The rest of the details came only last year when my long-standing Freedom of Information Act request turned up my mother’s FBI file. Hoover’s G-men, I discovered, had conducted a 13-year espionage investigation of her, stemming from the passport incident. Sadly, my mother died in 2007 at age 97, and I was never able to share the file with her. Throughout my childhood the life she could not tell me about lingered like a malevolent mystery over our small family. She could not keep a job.
She was constantly looking over her shoulder, conscious of the investigation. I understand this now, and I realize that the stress of constant surveillance, mail interceptions and surreptitious searches of our one-room apartment when we were out were more than her sensitive temperament could take. Undoubtedly, she was afraid of being charged as a spy and for using a false passport. My guess is that she was intent on protecting not only herself, but also my father — whose fate she did not know — and me, her only child. No wonder she descended into madness for a time.
The sense of a mystery slowly unraveling, of one secret leading to still more, is a common thread throughout these books; having a spy for a father, however loving, is about eventually acknowledging that you do not know the truth about your parents. And never far from the surface is the sense that a government sanctioned this betrayal — that somehow your own private life had become a matter of high politics.
In Richardson’s My Father the Spy, for example, we learn that during the Cold War his father, John Sr., was a “high-ranking” member of the CIA who had previously operated in stealth in Vienna’s Soviet zone. Later, he served as CIA station chief in Saigon before he was recalled as a scapegoat for Ambassador Henry Cabot Lodge when U.S. policy was in disarray.

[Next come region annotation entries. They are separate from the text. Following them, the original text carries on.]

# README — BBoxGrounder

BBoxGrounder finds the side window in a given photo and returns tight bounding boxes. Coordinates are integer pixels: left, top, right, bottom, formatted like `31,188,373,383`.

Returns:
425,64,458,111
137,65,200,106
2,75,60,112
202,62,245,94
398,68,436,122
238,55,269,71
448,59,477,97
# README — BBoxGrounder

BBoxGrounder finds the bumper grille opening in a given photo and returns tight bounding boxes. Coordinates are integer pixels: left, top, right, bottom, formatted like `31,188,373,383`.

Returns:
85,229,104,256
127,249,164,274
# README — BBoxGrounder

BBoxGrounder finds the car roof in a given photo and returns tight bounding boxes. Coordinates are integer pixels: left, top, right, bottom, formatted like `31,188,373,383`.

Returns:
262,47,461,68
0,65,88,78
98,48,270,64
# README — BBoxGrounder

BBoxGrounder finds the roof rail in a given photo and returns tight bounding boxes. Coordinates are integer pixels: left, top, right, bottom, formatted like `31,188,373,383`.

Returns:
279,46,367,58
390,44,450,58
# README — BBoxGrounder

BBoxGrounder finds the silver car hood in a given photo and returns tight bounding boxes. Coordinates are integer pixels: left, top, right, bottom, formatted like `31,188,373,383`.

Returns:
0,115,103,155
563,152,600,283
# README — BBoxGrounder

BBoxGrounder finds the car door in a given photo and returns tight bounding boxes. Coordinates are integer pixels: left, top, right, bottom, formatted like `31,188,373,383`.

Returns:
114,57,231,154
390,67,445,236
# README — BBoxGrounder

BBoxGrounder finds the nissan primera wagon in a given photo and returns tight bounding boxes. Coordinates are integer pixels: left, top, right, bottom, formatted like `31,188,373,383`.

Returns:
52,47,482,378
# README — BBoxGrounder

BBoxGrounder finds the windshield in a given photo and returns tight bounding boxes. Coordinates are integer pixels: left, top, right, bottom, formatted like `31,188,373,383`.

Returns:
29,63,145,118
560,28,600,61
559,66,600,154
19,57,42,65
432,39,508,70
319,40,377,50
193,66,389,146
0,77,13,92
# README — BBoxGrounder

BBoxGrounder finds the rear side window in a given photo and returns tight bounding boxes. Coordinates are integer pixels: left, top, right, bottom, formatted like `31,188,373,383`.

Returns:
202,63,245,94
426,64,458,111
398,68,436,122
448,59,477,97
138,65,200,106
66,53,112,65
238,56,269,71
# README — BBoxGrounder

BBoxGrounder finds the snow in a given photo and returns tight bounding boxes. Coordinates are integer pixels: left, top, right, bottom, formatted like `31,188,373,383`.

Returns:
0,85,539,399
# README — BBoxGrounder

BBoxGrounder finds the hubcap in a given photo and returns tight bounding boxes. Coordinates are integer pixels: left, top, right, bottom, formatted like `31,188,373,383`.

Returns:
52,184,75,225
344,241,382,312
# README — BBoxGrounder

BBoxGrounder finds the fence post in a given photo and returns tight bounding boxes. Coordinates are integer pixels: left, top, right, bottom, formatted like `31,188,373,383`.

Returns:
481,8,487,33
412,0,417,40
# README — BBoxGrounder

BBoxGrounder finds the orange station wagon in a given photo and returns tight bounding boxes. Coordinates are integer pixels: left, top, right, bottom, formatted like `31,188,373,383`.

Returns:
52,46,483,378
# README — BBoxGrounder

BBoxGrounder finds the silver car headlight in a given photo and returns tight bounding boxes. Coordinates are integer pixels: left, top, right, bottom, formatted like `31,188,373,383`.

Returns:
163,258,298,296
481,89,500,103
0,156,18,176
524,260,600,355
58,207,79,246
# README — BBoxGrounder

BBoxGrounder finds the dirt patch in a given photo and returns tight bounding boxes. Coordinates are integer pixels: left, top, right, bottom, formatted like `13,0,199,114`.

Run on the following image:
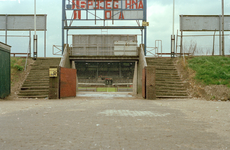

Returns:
5,58,34,100
175,58,230,101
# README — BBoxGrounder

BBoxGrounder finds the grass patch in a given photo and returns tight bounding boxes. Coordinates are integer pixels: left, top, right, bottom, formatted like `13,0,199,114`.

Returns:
10,57,25,71
188,56,230,87
10,57,26,85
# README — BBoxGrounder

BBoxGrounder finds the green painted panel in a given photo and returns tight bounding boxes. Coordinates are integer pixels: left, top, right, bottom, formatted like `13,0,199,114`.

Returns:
0,48,11,98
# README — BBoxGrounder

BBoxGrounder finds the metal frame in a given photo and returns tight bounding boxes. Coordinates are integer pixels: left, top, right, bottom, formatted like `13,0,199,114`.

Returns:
62,0,147,55
179,14,230,56
0,14,47,57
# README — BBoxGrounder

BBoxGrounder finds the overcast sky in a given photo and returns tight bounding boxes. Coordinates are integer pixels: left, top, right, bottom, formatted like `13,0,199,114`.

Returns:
0,0,230,57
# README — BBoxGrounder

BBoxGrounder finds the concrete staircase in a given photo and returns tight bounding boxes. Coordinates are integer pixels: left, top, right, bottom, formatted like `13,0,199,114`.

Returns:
18,58,61,98
146,58,188,98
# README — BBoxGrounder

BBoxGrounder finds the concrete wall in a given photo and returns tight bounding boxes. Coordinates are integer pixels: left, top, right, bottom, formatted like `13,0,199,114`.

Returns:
59,45,71,68
137,44,147,95
133,61,138,95
0,42,11,98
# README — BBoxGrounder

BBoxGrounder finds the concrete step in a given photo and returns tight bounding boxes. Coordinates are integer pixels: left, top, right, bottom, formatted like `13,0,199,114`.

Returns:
156,92,188,96
20,90,49,93
156,80,184,85
156,90,187,94
18,92,49,97
156,83,184,88
156,95,191,99
22,83,49,87
25,78,49,82
21,86,49,90
18,95,48,99
156,87,186,91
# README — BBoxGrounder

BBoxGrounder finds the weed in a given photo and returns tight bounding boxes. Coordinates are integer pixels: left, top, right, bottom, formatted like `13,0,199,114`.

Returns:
188,56,230,87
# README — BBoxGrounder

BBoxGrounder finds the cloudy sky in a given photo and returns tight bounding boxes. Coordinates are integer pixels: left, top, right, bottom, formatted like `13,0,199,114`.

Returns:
0,0,230,57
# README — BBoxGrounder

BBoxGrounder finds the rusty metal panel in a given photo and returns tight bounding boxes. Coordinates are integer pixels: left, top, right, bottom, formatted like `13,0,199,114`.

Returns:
49,66,60,99
146,66,156,100
142,68,146,98
60,67,77,98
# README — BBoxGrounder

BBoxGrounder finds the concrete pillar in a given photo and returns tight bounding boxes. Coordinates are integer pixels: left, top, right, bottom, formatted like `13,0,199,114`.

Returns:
146,66,156,100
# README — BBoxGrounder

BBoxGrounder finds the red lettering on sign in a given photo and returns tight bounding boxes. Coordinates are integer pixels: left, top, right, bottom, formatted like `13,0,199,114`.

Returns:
88,1,93,9
113,0,119,9
72,0,75,9
132,0,138,9
105,11,112,19
96,1,100,9
105,0,112,9
138,0,144,9
119,12,125,19
80,1,86,9
100,0,104,9
125,0,132,9
73,10,81,19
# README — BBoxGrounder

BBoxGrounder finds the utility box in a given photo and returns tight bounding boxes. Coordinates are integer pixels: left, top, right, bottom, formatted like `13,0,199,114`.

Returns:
0,42,11,98
49,66,60,99
114,41,138,56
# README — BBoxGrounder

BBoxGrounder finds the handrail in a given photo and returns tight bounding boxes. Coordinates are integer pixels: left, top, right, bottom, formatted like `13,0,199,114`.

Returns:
140,44,147,67
59,45,69,67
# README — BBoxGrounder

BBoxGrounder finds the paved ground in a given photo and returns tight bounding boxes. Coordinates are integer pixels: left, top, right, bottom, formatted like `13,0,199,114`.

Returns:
0,94,230,150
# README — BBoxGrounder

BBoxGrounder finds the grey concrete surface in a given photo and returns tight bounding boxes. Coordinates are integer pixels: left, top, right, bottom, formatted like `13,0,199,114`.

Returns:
0,94,230,150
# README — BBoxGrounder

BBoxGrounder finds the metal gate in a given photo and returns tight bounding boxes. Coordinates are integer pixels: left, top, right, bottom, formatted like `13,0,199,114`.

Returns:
60,67,77,98
0,42,11,98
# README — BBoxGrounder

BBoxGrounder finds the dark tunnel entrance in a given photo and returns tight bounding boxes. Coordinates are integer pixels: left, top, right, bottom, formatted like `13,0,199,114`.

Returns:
75,62,135,92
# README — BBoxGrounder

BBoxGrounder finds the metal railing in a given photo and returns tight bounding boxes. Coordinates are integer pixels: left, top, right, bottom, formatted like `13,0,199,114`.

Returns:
70,44,138,56
52,45,62,56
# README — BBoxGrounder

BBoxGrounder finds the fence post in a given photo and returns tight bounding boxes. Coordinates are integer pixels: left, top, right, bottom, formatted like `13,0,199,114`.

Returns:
49,66,60,99
146,66,156,100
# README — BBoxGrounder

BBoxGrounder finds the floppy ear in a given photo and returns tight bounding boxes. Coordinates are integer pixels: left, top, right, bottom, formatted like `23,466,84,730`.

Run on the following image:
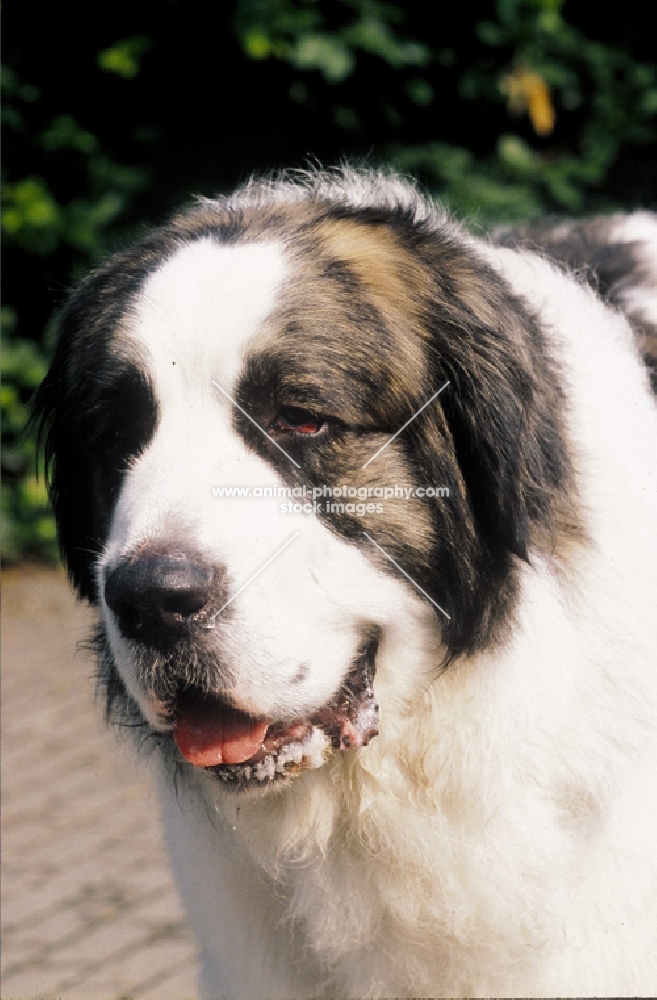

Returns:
415,254,571,653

“His bitterness,” Richardson wrote of his father, “was the mystery of my childhood.” At the far end of this continuum is An Execution in the Family: One Son’s Journey, by Robert Meeropol, one of the sons of Julius and Ethel Rosenberg, who were executed as spies for the Soviet Union. In a passionate defense of his parents, he relives the childhood trauma of being shunned because of his parents’ notoriety. Perhaps reconciling the tugs of loyalty to parents versus country, he asserts, “I believe that my parents acted patriotically.” While my father’s espionage was focused on Japan, not the United States, I hear echoes of Meeropol’s plea in my mother’s anguish.